Still HERE

(A lost post from May)

They say that as long as you're still breathing, you still have a purpose. Well, what do you know? In the words of who the undefeated internet is calling "Cancelled Kardashian" aka Mr.West , "Woopity woop, poopity poopity scoop". I'm still here. Well, would you look at that? My words ooze with as much sarcasm as a Sandra Rhimes book or speech.

I've started writing many posts that have either become one of many drafts in my emails or took up space as a note in my trap phone, but somehow I couldn't bring myself to post them. Maybe they make me feel too vulnerable I suppose. You would think by now after the release of my book, this wall of protection concealing my emotions would've vanished by now.

Last Sunday, I started to follow up my last year's post "Motherless Mother's Daze" with " A childless Mother's day" after surprisingly finding out that one of my mom's close friends who I reconnected with last year son passed away. I didn't get around to posting that one either especially because I guess I'm still processing.

If I'm being completely honest, everytime I hear news about a person around my age passing away that I know had so much talent, there always seems to be a mixture of emotions besides sadness or grief. Maybe I'm secretly envious that they got to go before me. More than that, I feel much discomfort and guilt at the fact that I believe they probably would've wanted to live more than I do. Hell, they deserved to live more than I do with the way I sometimes curse my very existence in my dispair. Before you point your judging little fingers at me for how I feel, don't. I don't think I would be human if I didn't believe that heaven was be better than this.

Corey Waller was 24. That sentence alone sounds odd as I reread it in my mind several times as I type this. "Was" is past tense meaning he's no longer here. Flashbacks of old vhs tapes at my first birthday flash in my mind replaying moments that were just that moments in time. Sleepovers with my friends in 10th grade and his mother bringing him along with his friends to hang with us while our moms chatted in the kitchen for hours. We'd all play hide and seek in the dark chasing each other like children around the backyard. Later he'd text or call, trying to get hooked up with one of my many cute friends. A year or so later after my mom passed, his mom would pick me up on friday nights to go to his football games.

Times when him and his mom would visit in middle school. He'd come in my room bothering me as usual and I'd take the hot comb or curling iron that I was using on my maniquinn head to chase him around the house threatening to burn him. I never would. He was in many ways my Rodger. Too many memories, yet still that seems like that's all I'll ever have of most people in this life.

I still remember my last conversation with him last year. I asked him about what he wanted to do in life. I just wanted to help and share with him any resources I could. He was the one that everybody just knew would be in the NFL and he could've probably even been in the NBA if he wanted because he was just that gifted. I never understood why he stopped playing sports, but I wouldn't be me if I didn't encourage whoever I had to chance to speak with to do what they love and never give up on their dream.

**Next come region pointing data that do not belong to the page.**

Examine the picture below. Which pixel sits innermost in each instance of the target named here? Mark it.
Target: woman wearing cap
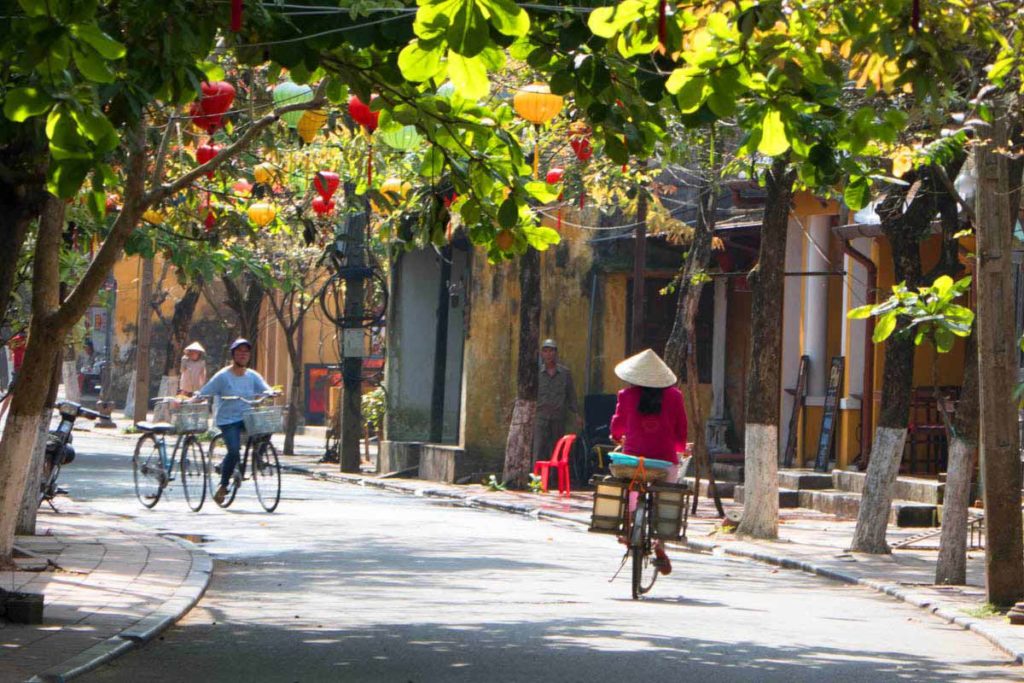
(650, 419)
(193, 369)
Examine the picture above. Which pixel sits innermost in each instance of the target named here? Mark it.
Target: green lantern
(401, 138)
(291, 93)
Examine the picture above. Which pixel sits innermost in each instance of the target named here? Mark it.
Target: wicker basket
(630, 471)
(192, 419)
(264, 420)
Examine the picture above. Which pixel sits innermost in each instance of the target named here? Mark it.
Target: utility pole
(141, 407)
(997, 367)
(354, 273)
(639, 267)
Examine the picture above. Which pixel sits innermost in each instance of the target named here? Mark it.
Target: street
(348, 584)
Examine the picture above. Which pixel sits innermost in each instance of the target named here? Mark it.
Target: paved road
(344, 584)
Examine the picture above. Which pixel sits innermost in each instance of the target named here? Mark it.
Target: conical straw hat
(645, 369)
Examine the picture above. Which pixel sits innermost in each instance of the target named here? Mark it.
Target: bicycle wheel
(194, 473)
(218, 451)
(637, 542)
(266, 475)
(147, 470)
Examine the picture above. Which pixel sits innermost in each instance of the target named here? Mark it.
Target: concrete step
(787, 498)
(914, 489)
(725, 488)
(847, 504)
(804, 479)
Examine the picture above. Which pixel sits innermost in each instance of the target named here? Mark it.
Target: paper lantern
(402, 138)
(265, 173)
(323, 207)
(536, 103)
(206, 153)
(310, 124)
(361, 114)
(326, 183)
(262, 213)
(291, 93)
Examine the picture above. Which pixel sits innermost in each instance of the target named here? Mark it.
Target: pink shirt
(660, 436)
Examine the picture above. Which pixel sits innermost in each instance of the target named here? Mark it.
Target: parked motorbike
(58, 449)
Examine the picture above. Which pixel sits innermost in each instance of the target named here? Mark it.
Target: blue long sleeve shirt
(226, 383)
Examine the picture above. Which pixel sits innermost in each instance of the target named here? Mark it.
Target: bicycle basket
(192, 419)
(264, 420)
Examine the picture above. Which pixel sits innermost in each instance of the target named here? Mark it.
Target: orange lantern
(261, 213)
(536, 103)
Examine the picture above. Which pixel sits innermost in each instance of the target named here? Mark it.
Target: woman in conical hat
(193, 369)
(650, 419)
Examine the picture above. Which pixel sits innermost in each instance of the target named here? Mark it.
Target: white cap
(647, 370)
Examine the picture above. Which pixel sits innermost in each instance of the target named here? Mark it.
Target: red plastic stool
(560, 461)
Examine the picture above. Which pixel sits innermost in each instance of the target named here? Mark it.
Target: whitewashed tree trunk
(519, 449)
(876, 502)
(761, 481)
(951, 566)
(69, 375)
(30, 502)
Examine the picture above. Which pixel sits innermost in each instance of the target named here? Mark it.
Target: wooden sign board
(830, 414)
(798, 407)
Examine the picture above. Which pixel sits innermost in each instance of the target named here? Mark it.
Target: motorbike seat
(156, 427)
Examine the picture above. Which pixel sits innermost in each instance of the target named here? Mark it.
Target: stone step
(787, 498)
(913, 489)
(804, 479)
(847, 504)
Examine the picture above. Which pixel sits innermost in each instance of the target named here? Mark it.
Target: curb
(144, 630)
(942, 611)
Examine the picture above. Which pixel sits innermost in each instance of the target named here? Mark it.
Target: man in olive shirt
(555, 398)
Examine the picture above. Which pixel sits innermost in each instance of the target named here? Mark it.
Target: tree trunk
(519, 447)
(680, 350)
(951, 565)
(30, 501)
(764, 380)
(996, 195)
(177, 337)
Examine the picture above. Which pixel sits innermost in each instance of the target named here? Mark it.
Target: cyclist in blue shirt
(235, 380)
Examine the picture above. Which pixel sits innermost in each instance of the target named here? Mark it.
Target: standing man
(555, 398)
(237, 380)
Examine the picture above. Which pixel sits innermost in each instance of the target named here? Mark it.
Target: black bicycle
(259, 458)
(153, 468)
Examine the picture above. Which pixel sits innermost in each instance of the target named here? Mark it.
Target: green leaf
(23, 103)
(508, 17)
(469, 76)
(773, 139)
(420, 65)
(884, 328)
(508, 214)
(100, 42)
(860, 312)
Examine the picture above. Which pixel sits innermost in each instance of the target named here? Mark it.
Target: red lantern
(322, 206)
(361, 115)
(326, 183)
(206, 153)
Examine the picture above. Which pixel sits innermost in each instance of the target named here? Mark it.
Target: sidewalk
(809, 541)
(109, 587)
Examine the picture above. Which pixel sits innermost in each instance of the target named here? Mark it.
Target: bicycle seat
(156, 427)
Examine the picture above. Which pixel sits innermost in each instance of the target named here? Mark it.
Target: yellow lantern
(310, 124)
(536, 103)
(261, 213)
(265, 173)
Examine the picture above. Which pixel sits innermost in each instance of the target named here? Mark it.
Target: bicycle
(153, 469)
(265, 471)
(659, 514)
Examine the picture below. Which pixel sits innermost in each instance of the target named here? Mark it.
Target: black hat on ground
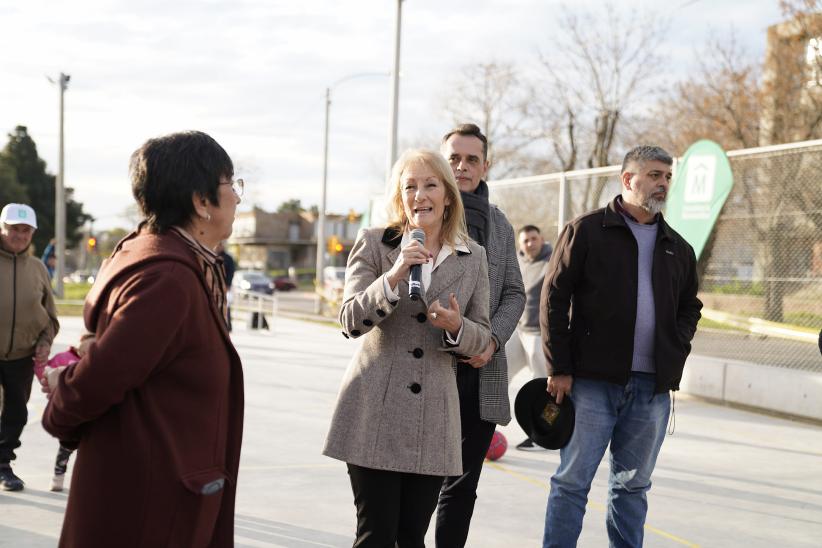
(546, 423)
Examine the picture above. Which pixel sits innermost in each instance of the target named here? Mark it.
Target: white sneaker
(57, 482)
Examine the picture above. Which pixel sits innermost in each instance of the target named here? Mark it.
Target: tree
(491, 95)
(720, 100)
(20, 156)
(598, 67)
(728, 101)
(10, 190)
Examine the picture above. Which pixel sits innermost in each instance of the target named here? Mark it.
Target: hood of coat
(131, 253)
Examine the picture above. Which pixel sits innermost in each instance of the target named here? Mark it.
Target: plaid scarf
(213, 270)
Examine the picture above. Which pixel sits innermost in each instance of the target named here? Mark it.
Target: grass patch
(712, 324)
(74, 291)
(736, 287)
(69, 309)
(804, 319)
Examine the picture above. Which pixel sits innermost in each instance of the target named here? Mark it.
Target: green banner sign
(702, 182)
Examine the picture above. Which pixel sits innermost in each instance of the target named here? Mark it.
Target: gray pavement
(725, 478)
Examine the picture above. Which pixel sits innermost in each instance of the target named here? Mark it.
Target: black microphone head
(419, 235)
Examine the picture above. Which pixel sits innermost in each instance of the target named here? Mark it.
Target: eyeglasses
(237, 186)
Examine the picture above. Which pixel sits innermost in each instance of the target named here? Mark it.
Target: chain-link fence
(761, 270)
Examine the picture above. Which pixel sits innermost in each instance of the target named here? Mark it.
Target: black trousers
(15, 378)
(393, 508)
(459, 493)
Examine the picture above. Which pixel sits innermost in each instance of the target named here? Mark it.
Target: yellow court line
(287, 466)
(594, 505)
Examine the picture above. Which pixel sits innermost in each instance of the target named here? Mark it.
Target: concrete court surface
(726, 477)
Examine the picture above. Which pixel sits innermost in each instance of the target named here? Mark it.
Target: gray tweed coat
(507, 302)
(398, 407)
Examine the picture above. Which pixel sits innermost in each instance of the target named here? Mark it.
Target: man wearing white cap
(28, 325)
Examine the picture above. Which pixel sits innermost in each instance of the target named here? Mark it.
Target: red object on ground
(498, 446)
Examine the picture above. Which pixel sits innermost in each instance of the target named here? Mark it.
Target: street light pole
(319, 282)
(395, 92)
(321, 220)
(60, 200)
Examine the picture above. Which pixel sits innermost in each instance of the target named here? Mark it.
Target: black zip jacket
(588, 306)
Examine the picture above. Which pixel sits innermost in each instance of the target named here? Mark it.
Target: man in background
(482, 380)
(28, 325)
(524, 348)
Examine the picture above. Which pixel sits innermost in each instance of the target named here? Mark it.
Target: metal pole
(563, 202)
(60, 201)
(321, 220)
(395, 92)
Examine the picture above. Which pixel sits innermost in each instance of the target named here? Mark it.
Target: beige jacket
(27, 311)
(398, 408)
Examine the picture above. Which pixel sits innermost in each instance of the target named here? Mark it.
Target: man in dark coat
(482, 380)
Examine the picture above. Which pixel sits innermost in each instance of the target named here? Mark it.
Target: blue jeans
(633, 419)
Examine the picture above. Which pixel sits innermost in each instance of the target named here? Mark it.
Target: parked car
(284, 283)
(253, 280)
(81, 276)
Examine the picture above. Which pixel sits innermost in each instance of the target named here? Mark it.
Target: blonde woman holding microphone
(416, 291)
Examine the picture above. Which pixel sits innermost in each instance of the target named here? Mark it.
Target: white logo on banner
(699, 181)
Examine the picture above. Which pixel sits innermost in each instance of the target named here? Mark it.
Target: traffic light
(334, 245)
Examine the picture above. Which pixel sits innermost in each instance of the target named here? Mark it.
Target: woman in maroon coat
(156, 404)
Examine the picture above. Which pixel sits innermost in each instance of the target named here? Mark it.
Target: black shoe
(528, 445)
(9, 481)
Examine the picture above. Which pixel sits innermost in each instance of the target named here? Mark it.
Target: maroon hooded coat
(155, 406)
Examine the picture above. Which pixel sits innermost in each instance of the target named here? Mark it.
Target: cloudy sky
(253, 74)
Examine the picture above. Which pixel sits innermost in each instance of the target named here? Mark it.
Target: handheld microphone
(415, 277)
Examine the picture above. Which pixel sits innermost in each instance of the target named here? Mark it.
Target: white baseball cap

Sometimes the purpose that others have mapped out for us tends to differ from that which we have for ourselves let alone the one God has for us. I know there are many people looking at me with the same she could've been, but I'm not. All I can be is who I am in this moment and eventually what I work hard to become. I don't know if I'll ever be able to be even my own expectations and I'm okay with that. We put so many expectations onto who someone is supposed to be rather than just enjoying who they are in the moments we encounter with them. I'm beginning to search for purpose in the small things because it often feels like when I look at the bigger picture too long I just get so disappointed in myself because I feel so far away from everything that I'm chasing.

As of late I'm almost afraid to text people on holidays because it seems like just when I excitedly call someone to say "Happy New Year" or text a cheerful "Happy Mother's day", I'm greeted by unexpected news of more deaths than I can fathom. I can't even keep track of how many people I've known that have passed in the last year and a half and I don't want to because the thought alone is exhausting. I knew this moment would come again more rapidly than the first years of chaos of my life in the year 1999 & 2000, but I was expecting it in my 40s maybe- not now. It's too close to home. There's too many. Family friends that are more like family than friends, cousins, uncles, and aunts. With so much loss it almost makes you numb to the grief since you feel it so often. You see these people throughout your life who have been there for all the major events and suddenly they're no longer here.

As quick as this life is I just want to encourage my fellow millennials and just people in general to focus on finding purpose in even the small things while on the journey to your BIG PICTURE. You'll find yourself running on fumes if you don't have enough small victories to enjoy in the meantime because trust me I know. Loss is inevitable and sometimes your loss is experienced in different ways than the next person, but find a way to make your high times outweigh your lows because in the end all we have are moments.